Peter Jackson’s World War I documentary “They Shall Not Grow Old” earned $2.3 million at 1,122 theaters in North America on Monday.
Warner Bros. released the movie five weeks after it aired on Armistice Day on the BBC. The studio partnered with Fathom Events in the U.S. for a one-day event, marking the largest single night for a Fathom documentary, a spokesman said.
Fathom — which specializes in event cinema and is jointly owned by AMC, Cinemark and Regal — will show “They Shall Not Grow Old” at about 800 locations for two shows on Dec. 27. Warner Bros. will launch a theatrical release in New York, Los Angeles, and Washington, DC, on Jan. 11 and plans to expand to 25 markets on Feb. 1.
Jackson began developing the project in 2014 and decided to use the voices of the actual British soldiers and colorize actual footage from World War I. The film was commissioned by 14-18 Now, the U.K. arts program for the First World War centenary, and the Imperial War Museum, in association with the BBC.
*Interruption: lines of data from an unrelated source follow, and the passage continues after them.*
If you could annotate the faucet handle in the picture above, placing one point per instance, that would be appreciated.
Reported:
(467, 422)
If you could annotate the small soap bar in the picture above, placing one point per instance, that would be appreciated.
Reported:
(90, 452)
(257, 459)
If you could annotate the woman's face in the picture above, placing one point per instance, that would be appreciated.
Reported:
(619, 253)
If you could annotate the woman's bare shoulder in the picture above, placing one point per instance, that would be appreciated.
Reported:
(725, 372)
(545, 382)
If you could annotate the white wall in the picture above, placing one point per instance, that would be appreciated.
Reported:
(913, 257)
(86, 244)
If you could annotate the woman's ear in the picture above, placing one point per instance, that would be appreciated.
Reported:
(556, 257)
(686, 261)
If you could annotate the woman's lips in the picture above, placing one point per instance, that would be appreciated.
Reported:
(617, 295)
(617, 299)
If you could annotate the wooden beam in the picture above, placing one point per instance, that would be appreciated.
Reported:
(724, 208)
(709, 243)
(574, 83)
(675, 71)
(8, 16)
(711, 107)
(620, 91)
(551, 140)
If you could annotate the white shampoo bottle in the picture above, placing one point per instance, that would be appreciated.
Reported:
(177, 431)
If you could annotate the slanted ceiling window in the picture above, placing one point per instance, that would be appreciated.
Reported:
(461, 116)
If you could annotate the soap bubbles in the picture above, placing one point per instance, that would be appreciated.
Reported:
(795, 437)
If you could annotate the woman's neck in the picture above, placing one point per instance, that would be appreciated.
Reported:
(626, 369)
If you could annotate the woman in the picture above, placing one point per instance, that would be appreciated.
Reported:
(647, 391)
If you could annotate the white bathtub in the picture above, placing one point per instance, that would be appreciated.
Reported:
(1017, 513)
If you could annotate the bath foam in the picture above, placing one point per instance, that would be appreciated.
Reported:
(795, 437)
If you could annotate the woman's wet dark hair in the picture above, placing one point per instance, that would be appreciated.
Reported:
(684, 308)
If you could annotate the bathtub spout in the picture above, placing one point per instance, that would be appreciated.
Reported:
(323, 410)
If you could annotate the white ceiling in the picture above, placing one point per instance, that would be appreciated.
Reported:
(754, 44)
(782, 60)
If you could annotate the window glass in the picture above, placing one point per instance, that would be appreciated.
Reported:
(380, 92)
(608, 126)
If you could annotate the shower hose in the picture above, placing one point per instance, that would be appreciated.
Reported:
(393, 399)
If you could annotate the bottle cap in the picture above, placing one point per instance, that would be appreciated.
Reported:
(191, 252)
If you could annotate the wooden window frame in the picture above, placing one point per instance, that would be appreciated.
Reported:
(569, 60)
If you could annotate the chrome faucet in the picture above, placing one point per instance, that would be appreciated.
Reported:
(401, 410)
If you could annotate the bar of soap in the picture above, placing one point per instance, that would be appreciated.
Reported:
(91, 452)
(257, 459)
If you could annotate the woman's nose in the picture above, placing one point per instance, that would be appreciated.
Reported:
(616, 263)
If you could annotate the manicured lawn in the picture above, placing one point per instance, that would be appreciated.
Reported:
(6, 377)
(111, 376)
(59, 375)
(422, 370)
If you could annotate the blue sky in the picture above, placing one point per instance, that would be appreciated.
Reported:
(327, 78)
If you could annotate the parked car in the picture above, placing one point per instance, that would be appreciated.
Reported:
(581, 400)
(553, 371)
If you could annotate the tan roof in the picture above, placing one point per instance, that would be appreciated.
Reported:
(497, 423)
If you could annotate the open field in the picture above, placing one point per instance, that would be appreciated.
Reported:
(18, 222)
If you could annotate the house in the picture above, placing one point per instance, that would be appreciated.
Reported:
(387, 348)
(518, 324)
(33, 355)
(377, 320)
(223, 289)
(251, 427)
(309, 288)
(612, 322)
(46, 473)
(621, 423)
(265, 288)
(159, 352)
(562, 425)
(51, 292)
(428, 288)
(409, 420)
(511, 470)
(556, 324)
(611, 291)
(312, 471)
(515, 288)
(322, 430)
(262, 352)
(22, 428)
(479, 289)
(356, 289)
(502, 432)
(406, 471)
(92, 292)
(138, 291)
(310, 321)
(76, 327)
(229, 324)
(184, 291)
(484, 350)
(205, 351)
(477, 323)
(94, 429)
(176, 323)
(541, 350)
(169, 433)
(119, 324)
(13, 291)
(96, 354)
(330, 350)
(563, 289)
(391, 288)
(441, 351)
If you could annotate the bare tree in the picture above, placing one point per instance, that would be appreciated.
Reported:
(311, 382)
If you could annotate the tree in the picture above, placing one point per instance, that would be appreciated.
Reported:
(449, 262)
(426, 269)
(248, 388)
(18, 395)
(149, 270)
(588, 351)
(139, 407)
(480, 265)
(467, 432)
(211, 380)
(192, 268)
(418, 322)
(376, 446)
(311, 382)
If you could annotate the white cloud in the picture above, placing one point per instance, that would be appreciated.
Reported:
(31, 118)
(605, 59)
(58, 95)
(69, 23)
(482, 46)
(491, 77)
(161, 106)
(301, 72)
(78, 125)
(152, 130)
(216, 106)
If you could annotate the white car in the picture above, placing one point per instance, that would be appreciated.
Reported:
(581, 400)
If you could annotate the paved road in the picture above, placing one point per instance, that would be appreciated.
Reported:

“We thought the only people we should hear were the ones who fought the war,” he noted at a screening on Dec. 7 at the Linwood Dunn Theatre in Hollywood. “The BBC had recorded a lot of guys in the ’60s and we had 600 hours of interviews. So you’re going to hear the voices of 120 men.”
Jackson also culled the World War I footage from 100 hours that were in the archives of the Imperial War Museum. It’s estimated by historians that nearly 20 million soldiers and civilians perished during the war, which began in 1914 and ended on Nov. 11, 1918.